Book Review: Stone Sky Gold Mountain by Mirandi Riwoe

Stone Sky Gold Mountain…

About the Book:

Set during the gold-rush era in Australia, this remarkable novel is full of unforgettable characters and deals with timeless questions of identity and belonging.

Family circumstances force siblings Ying and Lai Yue to flee their home in China to seek their fortunes in Australia. Life on the gold fields is hard, and they soon abandon the diggings and head to nearby Maytown. Once there, Lai Yue gets a job as a carrier on an overland expedition, while Ying finds work in a local store and strikes up a friendship with Meriem, a young white woman with her own troubled past. When a serious crime is committed, suspicion falls on all those who are considered outsiders.

Evoking the rich, unfolding tapestry of Australian life in the late nineteenth century, Stone Sky Gold Mountain is a heartbreaking and universal story about the exiled and displaced, about those who encounter discrimination yet yearn for acceptance.


My Thoughts:

Stone Sky Gold Mountain is an unforgettable story, gentle in its brutality as it inches closer to its tragic inevitability. It is a study of prejudice, displacement, racism, and misogyny. You really didn’t want to be anything other than a white man in 19th century Australia.

It is so beautifully written, evocative and lyrical, yet entirely easy to slip into and get lost in.

‘And in the dim hut, his thoughts shatter like porcelain – crumbling fragments of confusion, shards of lucidity. The pieces shift and tremble in the cavity of his skull. Some come together, neat, with only tell-tale fissures in the glaze, but mostly they float in the air, broken.’
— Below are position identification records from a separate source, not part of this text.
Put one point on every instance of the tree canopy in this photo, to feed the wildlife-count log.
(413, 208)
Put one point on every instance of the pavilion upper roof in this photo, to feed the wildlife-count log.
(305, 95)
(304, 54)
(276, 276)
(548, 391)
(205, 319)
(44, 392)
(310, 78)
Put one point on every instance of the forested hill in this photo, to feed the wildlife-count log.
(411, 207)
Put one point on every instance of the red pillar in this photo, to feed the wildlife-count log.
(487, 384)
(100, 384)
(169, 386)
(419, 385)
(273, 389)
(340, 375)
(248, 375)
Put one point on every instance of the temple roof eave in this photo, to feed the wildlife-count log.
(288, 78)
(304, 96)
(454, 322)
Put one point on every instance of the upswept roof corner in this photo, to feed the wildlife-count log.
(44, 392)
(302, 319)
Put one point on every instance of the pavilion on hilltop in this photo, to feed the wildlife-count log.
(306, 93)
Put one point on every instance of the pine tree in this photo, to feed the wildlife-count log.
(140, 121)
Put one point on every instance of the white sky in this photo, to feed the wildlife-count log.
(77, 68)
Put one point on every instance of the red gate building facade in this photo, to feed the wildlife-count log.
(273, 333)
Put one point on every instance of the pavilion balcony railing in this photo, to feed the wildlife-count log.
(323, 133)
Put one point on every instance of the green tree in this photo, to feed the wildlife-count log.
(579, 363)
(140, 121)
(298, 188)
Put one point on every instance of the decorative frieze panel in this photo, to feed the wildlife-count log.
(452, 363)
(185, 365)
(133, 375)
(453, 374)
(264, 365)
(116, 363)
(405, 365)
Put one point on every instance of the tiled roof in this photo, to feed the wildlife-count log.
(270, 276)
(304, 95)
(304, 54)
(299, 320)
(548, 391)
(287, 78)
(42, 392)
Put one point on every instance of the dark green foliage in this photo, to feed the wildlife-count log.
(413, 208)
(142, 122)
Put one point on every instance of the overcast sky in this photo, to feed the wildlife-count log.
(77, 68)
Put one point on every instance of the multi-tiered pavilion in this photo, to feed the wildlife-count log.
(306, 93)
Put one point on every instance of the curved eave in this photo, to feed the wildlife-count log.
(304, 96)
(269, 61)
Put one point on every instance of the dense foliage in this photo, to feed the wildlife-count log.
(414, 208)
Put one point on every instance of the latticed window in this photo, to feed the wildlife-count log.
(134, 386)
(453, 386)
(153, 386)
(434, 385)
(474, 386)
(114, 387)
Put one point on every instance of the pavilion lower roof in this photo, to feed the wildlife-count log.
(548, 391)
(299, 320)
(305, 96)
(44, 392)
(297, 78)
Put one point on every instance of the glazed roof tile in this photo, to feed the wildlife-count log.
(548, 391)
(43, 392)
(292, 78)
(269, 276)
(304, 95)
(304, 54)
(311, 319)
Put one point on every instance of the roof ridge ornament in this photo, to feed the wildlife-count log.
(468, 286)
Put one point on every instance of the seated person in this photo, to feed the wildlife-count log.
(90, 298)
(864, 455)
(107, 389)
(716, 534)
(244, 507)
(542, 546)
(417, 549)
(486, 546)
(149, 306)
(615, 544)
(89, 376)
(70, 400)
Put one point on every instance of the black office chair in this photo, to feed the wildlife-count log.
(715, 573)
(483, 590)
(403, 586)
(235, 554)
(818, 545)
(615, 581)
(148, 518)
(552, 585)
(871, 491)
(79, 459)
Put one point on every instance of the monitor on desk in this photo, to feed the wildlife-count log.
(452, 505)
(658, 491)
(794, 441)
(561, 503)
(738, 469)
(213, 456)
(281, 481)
Deeply atmospheric, the setting and era is conjured through the narrative vividly and consistently. There is no mistaking the location within this novel, and anyone who has lived in central and north Queensland will relate to the sense of cloying and oppressive heat that lifts from the pages of this story; the depiction of the unrelenting buzz of flies and the aggressive way they pursue you in a bid to locate the slightest bit of moisture. I can’t even begin to comprehend, from my air-conditioned and fully screened house, how unbelievably hard it would have been to live each day with no reprieve from the elements.

‘She stirs her soup, closing her eyes to banish thoughts of grey-shirt. She doesn’t want her enjoyment of the meal to be tarnished. She carries her stool outside and settles down to watch the last of the sun sink beyond a rise of grass as dry as wheat, punctuated by clumps of bright green foliage. Before eating, though, she sifts the soup for flies that might have fallen into its depths, stunned by its heady steam; searches for tell-tale wings or the crooked leg of a roach. Thinking of how her mother would scold her for being so fussy. She gulps down five burning mouthfuls before looking up again.’

There is so much sadness and injustice throughout this novel but it bears this weight lightly. It’s a truthful read, but not a depressing one. Literary historical fiction is my absolute favourite to read, so I feel as though this novel was, for me, made to measure. Needless to say, I highly recommend it and hope to see it listed for future literary prizes.

‘Sunset casts its dreary gloom through the doorway, lingering over their meagre belongings, before slowly withdrawing, inch by dark inch until Meriem lights the two lamps.’

☕☕☕☕☕


Thanks is extended to UQP for providing me with a copy of Stone Sky Gold Mountain for review.


About the Author:

Mirandi Riwoe is the author of the novella The Fish Girl, which won Seizure’s Viva la Novella V and was shortlisted for the Stella Prize and the Queensland Literary Award’s UQ Fiction Prize. Her work has appeared in Best Australian Stories, Meanjin, Review of Australian Fiction, Griffith Review and Best Summer Stories. Mirandi has a PhD in Creative Writing and Literary Studies and lives in Brisbane.


Stone Sky Gold Mountain
Published by UQP
A$29.99 (Paperback)
Released 31st March 2020

31 thoughts on “Book Review: Stone Sky Gold Mountain by Mirandi Riwoe

  1. I really want to read this one, and your review makes me even more keen. It’ll have to wait though as I’m starting a book buying ban this week for at least a month.